Evergy also agreed to add two new independent directors to its board, raising the number of directors to 17. The board’s membership will be reduced to 13 by retirements before the May shareholders’ meeting.

The two new directors, former Energy Future Holdings senior executive Paul Keglevic and NRG Energy CFO Kirk Andrews, will comprise half of the Strategic Review & Operations Committee, which will look at “potential strategic combination(s)” or a modified long-term standalone operating plan. It can retain its own independent consultants, advisers and counsel to facilitate its review and has an information-sharing agreement with Elliott.

“Elliott recognizes our commitment to serving the best interests of all Evergy stakeholders,” Evergy CEO Terry Bassham said in the announcement. “We welcome these new, highly qualified directors and the significant and valuable experience they bring to this effort. The comprehensive strategic and operating review we are undertaking will help ensure that Evergy is directing capital to the greatest opportunities and continuing to consider all opportunities to enhance shareholder value.”

Evergy, an SPP member, was created in 2018 by a merger between Kansas City Power and Light and Westar Energy. It serves 1.6 million customers in Kansas and Missouri.

FERC Stands Firm on Form 715 Assessments

By Rich Heidorn Jr.

FERC said Friday that PJM must rebill parties with interest to reverse incorrect cost assignments for transmission projects to meet individual utilities’ planning criteria.

In 2015, the commission approved a PJM Tariff change that assigned 100% of the costs of Form 715 transmission projects to the sponsoring utility’s ratepayers. But FERC reversed itself last August after the D.C. Circuit Court of Appeals said it had erred.

The court said FERC’s approval was “arbitrary” and would result in a “severe misallocation of the costs” of projects that have regional benefits. (See FERC Opens Local Tx Projects to Competition, Cost Sharing.)

The commission on Friday rejected rehearing on its August order and clarified that PJM should issue refunds dating back to May 25, 2015, with interest (ER15-1387-005, ER15-1344-006).

The commission rejected arguments by Linden VFT and Consolidated Edison Company of New York that the commission should have limited its remand order to high-voltage facilities.

FERC Form 715
Dominion Energy replaced a 500-kV line between the Cunningham and Elmont substations. | Dominion Energy

“PJM’s Tariff uses the solution-based DFAX [distribution factor] method to determine whether transmission facilities have benefits outside of the zone of the transmission owner constructing the project and allocates costs to zones based on the application of that methodology,” FERC said. “Because the benefits of lower-voltage facilities may accrue to other zones, we do not see a basis for limiting cost allocation for lower-voltage facilities planned under Form No. 715 local planning criteria to only the local zone of the constructing transmission owner.”

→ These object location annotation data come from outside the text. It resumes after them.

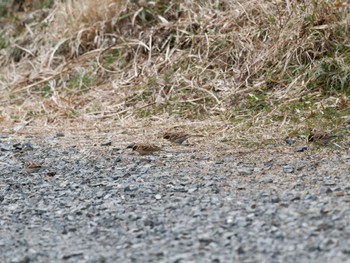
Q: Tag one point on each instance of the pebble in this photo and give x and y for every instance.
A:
(113, 207)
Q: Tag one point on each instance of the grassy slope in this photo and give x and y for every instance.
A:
(270, 68)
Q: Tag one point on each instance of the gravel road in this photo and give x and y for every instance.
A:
(105, 204)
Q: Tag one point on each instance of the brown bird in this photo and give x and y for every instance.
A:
(144, 148)
(178, 137)
(321, 137)
(31, 167)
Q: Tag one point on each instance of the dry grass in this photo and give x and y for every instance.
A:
(249, 71)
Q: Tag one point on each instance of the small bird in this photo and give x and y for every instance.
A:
(31, 167)
(144, 148)
(178, 137)
(321, 137)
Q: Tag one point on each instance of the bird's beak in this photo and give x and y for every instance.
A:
(130, 146)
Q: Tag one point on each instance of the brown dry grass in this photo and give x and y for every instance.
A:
(246, 71)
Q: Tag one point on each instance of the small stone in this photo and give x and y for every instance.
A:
(302, 148)
(288, 169)
(109, 143)
(60, 134)
(27, 146)
(244, 170)
(289, 141)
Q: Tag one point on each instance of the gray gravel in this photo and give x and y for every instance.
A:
(104, 204)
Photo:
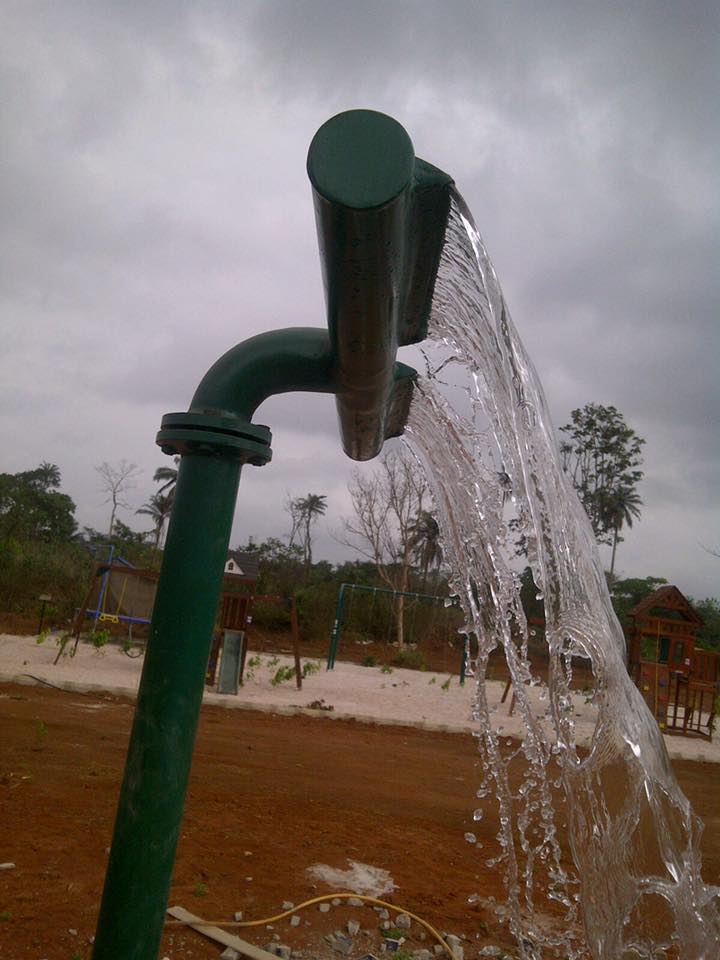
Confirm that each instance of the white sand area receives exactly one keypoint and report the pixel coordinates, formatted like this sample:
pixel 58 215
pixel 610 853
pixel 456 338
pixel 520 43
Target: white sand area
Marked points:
pixel 416 698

Linden also sought rehearing on the issue of refunds, arguing that the commission’s “default” policy is to reject refunds in cases of rate design.

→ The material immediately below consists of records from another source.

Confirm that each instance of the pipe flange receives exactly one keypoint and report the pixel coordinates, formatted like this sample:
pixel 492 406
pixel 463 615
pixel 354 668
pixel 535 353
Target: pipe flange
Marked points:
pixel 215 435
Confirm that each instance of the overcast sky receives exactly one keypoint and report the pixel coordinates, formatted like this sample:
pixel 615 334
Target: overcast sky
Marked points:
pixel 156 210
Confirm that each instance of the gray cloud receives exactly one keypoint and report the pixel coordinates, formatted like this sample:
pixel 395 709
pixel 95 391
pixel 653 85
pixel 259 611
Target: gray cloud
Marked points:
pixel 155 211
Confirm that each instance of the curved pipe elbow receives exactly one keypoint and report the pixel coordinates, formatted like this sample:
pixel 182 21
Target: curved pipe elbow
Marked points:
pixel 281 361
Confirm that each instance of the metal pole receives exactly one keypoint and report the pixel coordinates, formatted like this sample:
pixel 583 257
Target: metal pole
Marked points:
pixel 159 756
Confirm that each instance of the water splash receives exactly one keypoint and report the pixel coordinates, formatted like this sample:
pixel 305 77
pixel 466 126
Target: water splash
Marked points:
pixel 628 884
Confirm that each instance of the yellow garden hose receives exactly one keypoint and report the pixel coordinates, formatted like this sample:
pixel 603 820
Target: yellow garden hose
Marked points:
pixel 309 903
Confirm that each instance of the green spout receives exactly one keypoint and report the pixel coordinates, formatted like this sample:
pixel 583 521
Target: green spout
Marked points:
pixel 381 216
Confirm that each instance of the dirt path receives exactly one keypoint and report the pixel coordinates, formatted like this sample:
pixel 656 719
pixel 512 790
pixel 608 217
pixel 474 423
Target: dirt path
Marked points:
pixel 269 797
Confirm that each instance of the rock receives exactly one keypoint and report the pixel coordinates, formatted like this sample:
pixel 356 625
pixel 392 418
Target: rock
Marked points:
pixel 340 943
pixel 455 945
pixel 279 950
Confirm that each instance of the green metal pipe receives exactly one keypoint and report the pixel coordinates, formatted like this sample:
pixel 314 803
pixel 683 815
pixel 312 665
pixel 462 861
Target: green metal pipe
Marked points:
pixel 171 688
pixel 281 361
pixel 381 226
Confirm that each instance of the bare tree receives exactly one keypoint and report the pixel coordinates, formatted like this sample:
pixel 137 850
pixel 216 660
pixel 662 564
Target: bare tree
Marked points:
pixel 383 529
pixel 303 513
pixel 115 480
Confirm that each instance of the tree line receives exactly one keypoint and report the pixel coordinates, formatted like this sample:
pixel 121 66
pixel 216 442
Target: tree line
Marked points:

The commission responded that it “does not have a general policy concerning refunds” but makes decisions based on each case individually.

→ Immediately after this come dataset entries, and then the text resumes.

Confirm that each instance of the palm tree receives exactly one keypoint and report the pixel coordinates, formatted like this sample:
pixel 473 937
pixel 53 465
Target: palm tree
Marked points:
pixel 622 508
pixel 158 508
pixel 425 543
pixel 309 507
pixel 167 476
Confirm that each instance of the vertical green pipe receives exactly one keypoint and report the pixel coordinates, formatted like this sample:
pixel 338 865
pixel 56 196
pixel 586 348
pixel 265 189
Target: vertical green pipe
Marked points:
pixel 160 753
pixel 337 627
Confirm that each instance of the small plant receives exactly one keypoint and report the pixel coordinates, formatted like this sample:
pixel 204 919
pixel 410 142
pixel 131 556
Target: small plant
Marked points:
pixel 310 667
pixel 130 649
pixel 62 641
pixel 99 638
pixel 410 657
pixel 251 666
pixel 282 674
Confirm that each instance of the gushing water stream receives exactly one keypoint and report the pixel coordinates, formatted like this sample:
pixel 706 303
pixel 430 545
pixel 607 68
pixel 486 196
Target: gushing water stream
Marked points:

“Here, the commission has found the facts and equities favor refunds,” it said. “For example, requiring refunds in this case requires only redetermining past payments; it does not involve the difficult issues often associated with the rerunning of auctions.”

The commission on Friday also accepted PJM’s compliance filing with revised cost responsibility assignments to correct the allocations made under the 2015 Tariff amendments (ER15-1387-006, ER15-1344-007).

PJM said it identified 443 transmission projects that had been assigned 100% to the zone of the TOs filing the Form 715 planning criteria between May 25, 2015, and the remand order on Aug. 30, 2019. It determined that it needed to revise allocations for 44 of the projects.

The new allocations reassigned costs for several projects in the Public Service Electric and Gas zone to Con Ed, East Coast Power, Neptune Regional Transmission System, Rockland Electric, PECO Energy and Jersey Central Power & Light.

Dominion Energy, which had been assessed for 100% of the rebuild of the Elmont-Cunningham 500-kV line, is now sharing the cost with 23 other utilities.